The City of Mandurah originated as the Mandurah Road District, established on 10 June 1949. The road board held its first meeting on 1 September 1949. The board was suspended on 12 July 1956 by an Order in Council and the district was placed under the administration of Commissioner Richard Rushton, who ultimately served in the role for almost four years.

It became the Shire of Mandurah on 1 July 1961 following the passage of the Local Government Act 1960, which reformed all remaining road districts into shires.
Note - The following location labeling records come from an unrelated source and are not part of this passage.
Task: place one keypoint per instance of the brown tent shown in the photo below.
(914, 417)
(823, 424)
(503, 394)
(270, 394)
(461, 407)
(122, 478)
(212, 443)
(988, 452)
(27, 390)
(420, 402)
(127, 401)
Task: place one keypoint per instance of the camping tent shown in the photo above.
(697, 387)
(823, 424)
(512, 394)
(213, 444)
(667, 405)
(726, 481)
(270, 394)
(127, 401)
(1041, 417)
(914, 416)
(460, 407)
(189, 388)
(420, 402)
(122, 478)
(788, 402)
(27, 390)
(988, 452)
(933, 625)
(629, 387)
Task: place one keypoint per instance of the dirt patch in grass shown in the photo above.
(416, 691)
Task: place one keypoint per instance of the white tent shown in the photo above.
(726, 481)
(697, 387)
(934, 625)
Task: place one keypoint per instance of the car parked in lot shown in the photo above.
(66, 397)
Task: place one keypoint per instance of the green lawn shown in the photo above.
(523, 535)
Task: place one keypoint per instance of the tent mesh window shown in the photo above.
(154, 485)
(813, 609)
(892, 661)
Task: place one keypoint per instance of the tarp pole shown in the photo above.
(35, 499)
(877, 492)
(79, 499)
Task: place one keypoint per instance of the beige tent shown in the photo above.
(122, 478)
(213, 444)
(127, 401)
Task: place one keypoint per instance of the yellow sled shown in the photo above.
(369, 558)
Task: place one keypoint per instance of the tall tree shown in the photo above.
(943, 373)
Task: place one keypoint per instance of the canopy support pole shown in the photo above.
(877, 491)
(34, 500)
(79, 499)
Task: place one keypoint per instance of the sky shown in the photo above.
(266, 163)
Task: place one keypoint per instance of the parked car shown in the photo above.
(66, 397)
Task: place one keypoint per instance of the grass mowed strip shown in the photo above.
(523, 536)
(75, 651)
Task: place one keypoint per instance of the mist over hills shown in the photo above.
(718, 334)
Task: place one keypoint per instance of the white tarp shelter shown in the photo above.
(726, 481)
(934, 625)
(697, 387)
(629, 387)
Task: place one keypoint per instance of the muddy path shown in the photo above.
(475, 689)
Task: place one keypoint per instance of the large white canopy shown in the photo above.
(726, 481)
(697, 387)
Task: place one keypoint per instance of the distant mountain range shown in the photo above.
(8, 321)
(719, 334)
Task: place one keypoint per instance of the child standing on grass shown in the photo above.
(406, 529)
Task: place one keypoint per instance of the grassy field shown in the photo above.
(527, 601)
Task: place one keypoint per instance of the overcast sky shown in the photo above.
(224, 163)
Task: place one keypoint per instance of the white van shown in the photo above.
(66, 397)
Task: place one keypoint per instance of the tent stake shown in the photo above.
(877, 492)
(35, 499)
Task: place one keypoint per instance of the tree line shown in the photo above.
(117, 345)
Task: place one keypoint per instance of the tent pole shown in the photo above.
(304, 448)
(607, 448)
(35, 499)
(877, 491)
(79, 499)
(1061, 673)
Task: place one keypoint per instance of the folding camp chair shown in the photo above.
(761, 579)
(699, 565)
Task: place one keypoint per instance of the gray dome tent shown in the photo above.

It became the Town of Mandurah when it gained town status on 1 July 1987 and assumed its current name when it gained city status on 14 April 1990.

==Wards==
The city is divided into four wards, each electing three councillors:

- East Ward
- North Ward
- Coastal Ward
- Town Ward

==Suburbs and localities==
The suburbs and localities of the City of Mandurah with population and size figures based on the most recent Australian census:

| Suburb | Population | Area | Map |
|---|---|---|---|
| Bouvard | 910 (SAL 2021) | 40.9 km^{2} (15.8 sq mi) |  |
| Clifton | 0 (SAL 2016) | 33.9 km^{2} (13.1 sq mi) |  |
| Coodanup | 4,366 (SAL 2021) | 7.8 km^{2} (3.0 sq mi) |  |
| Dawesville | 7,143 (SAL 2021) | 18.5 km^{2} (7.1 sq mi) |  |
| Dudley Park | 6,957 (SAL 2021) | 11.3 km^{2} (4.4 sq mi) |  |
| Erskine | 5,429 (SAL 2021) | 8 km^{2} (3.1 sq mi) |  |
| Falcon | 5,531 (SAL 2021) | 12.6 km^{2} (4.9 sq mi) |  |
| Greenfields | 9,869 (SAL 2021) | 10 km^{2} (3.9 sq mi) |  |
| Halls Head | 14,474 (SAL 2021) | 11 km^{2} (4.2 sq mi) |  |
| Herron | 438 (SAL 2021) | 28.6 km^{2} (11.0 sq mi) |  |
| Lakelands | 6,171 (SAL 2021) | 7.1 km^{2} (2.7 sq mi) |  |
| Madora Bay | 3,830 (SAL 2021) | 4 km^{2} (1.5 sq mi) |  |
| Mandurah | 8,804 (SAL 2021) | 7.5 km^{2} (2.9 sq mi) |  |
| Meadow Springs | 9,160 (SAL 2021) | 5 km^{2} (1.9 sq mi) |  |
| Parklands | 603 (SAL 2021) | 6.3 km^{2} (2.4 sq mi) |  |
| San Remo | 1,022 (SAL 2021) | 0.9 km^{2} (0.35 sq mi) |  |
| Silver Sands | 1,451 (SAL 2021) | 1.4 km^{2} (0.54 sq mi) |  |
| Wannanup | 4,142 (SAL 2021) | 4.8 km^{2} (1.9 sq mi) |  |

==Officials==
The elected members on the Mandurah City Council are:

- Mayor
  - Amber Kearns
- East Ward
  - Daniel Wilkins
  - Amber Kearns
  - Shannon Wright
- Coastal Ward
  - Bob Pond
  - Jess Smith
  - Jacob Cumberworth
- North Ward
  - Caroline Knight, Deputy Mayor (acting mayor)
  - Peter Jackson
  - Ahmed Zilani
- Town Ward
  - Peter Rogers
  - Dave Schumacher
  - Ryan Burns

==Heritage-listed places==

As of 2023, 86 places are heritage-listed in the City of Mandurah, of which five are on the State Register of Heritage Places.